My last two train rides had been on hard sleepers, with two sets
of triple bunk beds in each bay; this ride would be on a luxurious soft sleeper, with only
two sets of double bunks. The fold down table
between the bunks sported a white tablecloth and teapot; the beds had quilts in
fresh cotton duvets. And people. A seventy-ish man sat across from me, smiling
and mute, intently watching a five year old who was busily opening and closing
every possible fixture—including the door, which he regularly locked. Two
thirty-ish women and a three-year old came and went, unpacking and stashing all
kinds of food and getting all settled. Where did all these bags come from? One
thing was clear: four beds didn’t mean four passengers.
For a while I was the white elephant that everyone ignored,
then gradually the questions came. Where was I from? What was I doing in China?
How did I like China—and the food? And, inevitably, how old was I? Would I
please take a biscuit?
For the first hundred miles, the scenery outside was as inspiring
as the Illinois flatlands—corn and scrub and an occasional factory. Once in a
while some deserted blocky buildings flashed into view—old collectives? Ghost
towns. No matter—the action was here inside Carriage 11, where the
three year old with helium fingertips swayed in time to the train muzak,
playing her imaginary saxophone when so moved. Her pigtails were but an inch
long and her baby teeth were smaller than the gum above. Her
mother was calmly and proudly attentive—she rarely admonished the toddler who was never more than inches away, but
with one firm hand might remove something or just move the child as if they were still
one organism. Even when seemingly reading email on her smart phone, the mom’s
radar was up. If, I, for example, struggled more than a nanosecond with a
plastic food wrapper, the mom would reach over and open it for me.

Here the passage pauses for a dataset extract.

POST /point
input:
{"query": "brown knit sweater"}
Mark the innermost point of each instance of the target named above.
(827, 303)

Both children accepted being fed like
little birds, sitting calmly and happily, mothers feeding them with chopsticks
one peanut or noodle at a time, wiping their mouths with their free hands. Again, I found myself pondering the mother-child bond in
China. These two mothers were not the least bit tiger-ish or draconian—both the
moms and children seemed calm, content, alert, happy—but, again, mom and child seemed at times to function as a single organism, even the five-year old and his mom.

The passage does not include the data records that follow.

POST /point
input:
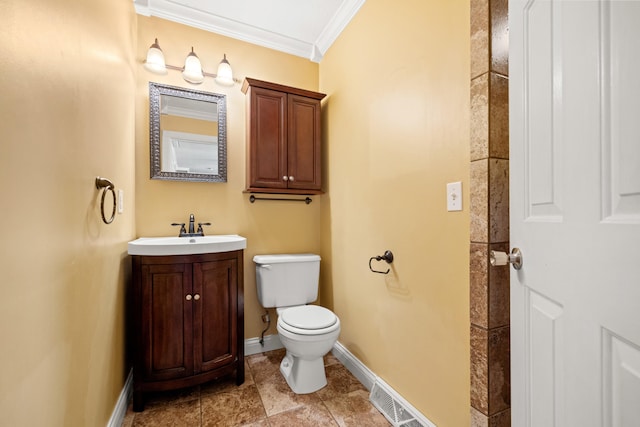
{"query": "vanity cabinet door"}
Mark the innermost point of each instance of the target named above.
(188, 321)
(215, 314)
(167, 323)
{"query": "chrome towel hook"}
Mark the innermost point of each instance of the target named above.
(388, 257)
(105, 185)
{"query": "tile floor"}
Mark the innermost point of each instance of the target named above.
(263, 400)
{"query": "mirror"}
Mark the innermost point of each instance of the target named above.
(187, 134)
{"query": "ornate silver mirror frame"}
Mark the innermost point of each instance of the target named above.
(158, 133)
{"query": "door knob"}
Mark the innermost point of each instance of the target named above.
(502, 258)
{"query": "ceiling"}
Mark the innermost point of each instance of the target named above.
(305, 28)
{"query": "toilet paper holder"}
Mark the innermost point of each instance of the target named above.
(388, 257)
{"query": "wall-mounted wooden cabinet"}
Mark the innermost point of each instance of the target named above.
(188, 325)
(284, 152)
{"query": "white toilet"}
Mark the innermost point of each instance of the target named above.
(308, 332)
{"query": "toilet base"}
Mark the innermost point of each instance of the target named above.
(303, 376)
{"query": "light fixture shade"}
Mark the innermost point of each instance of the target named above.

But is this so different from parenting elsewhere? I pondered, as I wobbled down the long aisle to the end of the car with the hot water tanks and toilets. The squat toilet on the last train had been easy enough to
use—even though I could see my pee whizzing down to the train tracks below and
I couldn’t find a waste basket for toilet paper. But now I had a dilemma: Was it crazy to take all my earthly belongings with me every time I used the toilet—everything? Even
in the night? Last time, I had friends to watch my backpack and laptop when I had to pee—now
I’d get to introduce all my worldly goods to the squat toilet
with a very wet floor. Was there a hook strong enough to hold my backpack up
off the floor? Nobody else seemed to take anything other than toilet paper with them--so did I strike my roommates as paranoid? Perhaps. It turned out this the squat toilet not only had a good hook, but also a functioning drain—it didn’t just open to the tracks below. Emptying the closed drain was another matter. What I thought might be a flush button didn’t
budge at first, and I'd just emptied a very full bladder.
Oh, well. I figured it out, and no other terrors awaited me
on this trip. In our little set of bunks
conversation ebbed and flowed easily, children leaned on any spare body part--including mine, and soon
there was just the hissing and groaning of the train coming to one depot after
another through the night.
Morning came and with it the verdant terraced countryside with which I'm most familiar in southwestern China,
largely unspoiled. I was grateful that train tracks and simple lanes and footpaths hadn't been completely supplanted by motorways and parking lots.